Ainda há alguns dias, conversando com uma das minhas melhores amigas, surgiu o tema de qual a idade em que gostaríamos de nos fixar, se pudéssemos escolher. Curiosamente, ambos escolhemos a mesma: 36 anos. Por coincidência, no dia seguinte li isto: "I have now passed the mezzo del cammin di nostra vita, and am rather surprised to find that existence continues to be highly interesting in spite of that fact. I used to think in early youth that one's development would come to an end in one's thirties - but I don't find it so - on the contrary. One seems, as one goes on, to acquire a more complete grasp of life - of what one wants and what one can get - and of the materials of one's work, which gives a greater sense of security and power. I think I can see now where my path lies, and I feel fairly confident that, with decent luck and if my health can go on keeping its head above water, I ought to be able to get somewhere worth getting to." São palavras de Lytton Strachey, numa carta, a propósito precisamente do seu 36º aniversário. Concordo inteiramente, e acho que até as aplico em relação a idades mais avançadas que os 36 anos - sinto aliás que estou bem mais sensato do que nessa época, apesar de já ter então uma quantidade razoável de bom senso, que lamento infinitamente não ter tido aos 28 ou aos 30. E nessa idade ainda não tinha dores nas costas nem no pescoço...

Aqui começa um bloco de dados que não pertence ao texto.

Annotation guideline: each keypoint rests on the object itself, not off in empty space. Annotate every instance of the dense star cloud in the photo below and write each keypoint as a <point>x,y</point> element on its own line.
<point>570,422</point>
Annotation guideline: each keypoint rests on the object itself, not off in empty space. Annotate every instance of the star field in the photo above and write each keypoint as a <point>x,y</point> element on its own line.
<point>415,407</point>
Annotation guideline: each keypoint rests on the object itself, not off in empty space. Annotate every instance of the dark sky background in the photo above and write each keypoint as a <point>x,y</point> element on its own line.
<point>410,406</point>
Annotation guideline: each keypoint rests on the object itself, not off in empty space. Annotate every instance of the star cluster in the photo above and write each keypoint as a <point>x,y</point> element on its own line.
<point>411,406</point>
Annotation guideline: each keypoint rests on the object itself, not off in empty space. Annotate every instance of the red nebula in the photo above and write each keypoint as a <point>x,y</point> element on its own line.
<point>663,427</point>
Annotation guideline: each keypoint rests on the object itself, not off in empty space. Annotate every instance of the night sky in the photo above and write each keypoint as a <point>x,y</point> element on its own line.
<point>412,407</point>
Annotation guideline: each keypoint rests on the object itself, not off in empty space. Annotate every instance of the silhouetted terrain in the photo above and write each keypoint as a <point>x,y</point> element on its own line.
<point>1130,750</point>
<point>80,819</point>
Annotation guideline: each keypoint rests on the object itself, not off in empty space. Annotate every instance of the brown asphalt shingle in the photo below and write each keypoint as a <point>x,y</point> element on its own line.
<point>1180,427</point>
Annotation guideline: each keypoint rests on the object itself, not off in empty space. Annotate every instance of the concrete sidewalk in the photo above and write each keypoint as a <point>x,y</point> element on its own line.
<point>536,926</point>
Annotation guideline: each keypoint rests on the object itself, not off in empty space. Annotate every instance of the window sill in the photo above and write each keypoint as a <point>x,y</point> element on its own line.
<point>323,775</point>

Mas, voltando às minhas resoluções de Primavera, uma delas foi voltar a fazer algum exercício físico, actividade que iniciei e cessei ciclicamente ao longo dos anos até há cerca de 3 ou 4 anos, quando achei que era melhor desistir de vez - a inércia, a inércia! Mas, como me lembro de comentar com um primo quando tinha 12 anos: "sozinho custa-me fazer seja o que for, enquanto acompanhado era capaz de ir ao fim do mundo", acho que nesse aspecto não me tornei muito mais maduro - embora hoje aprecie muito mais fazer coisas sozinho, incluindo ir, se não ao fim do mundo, pelo menos ao outro lado do oceano sozinho - e foi graças à boa companhia do meu melhor amigo que consegui vencer a dita inércia e inscrever-me num ginásio. E estou a apreciar, acho que me vai fazer muito bem - além das endorfinas, o tempo passado em boa companhia a desanuviar a mente!

Brindemos, portanto, à Primavera e às boas resoluções.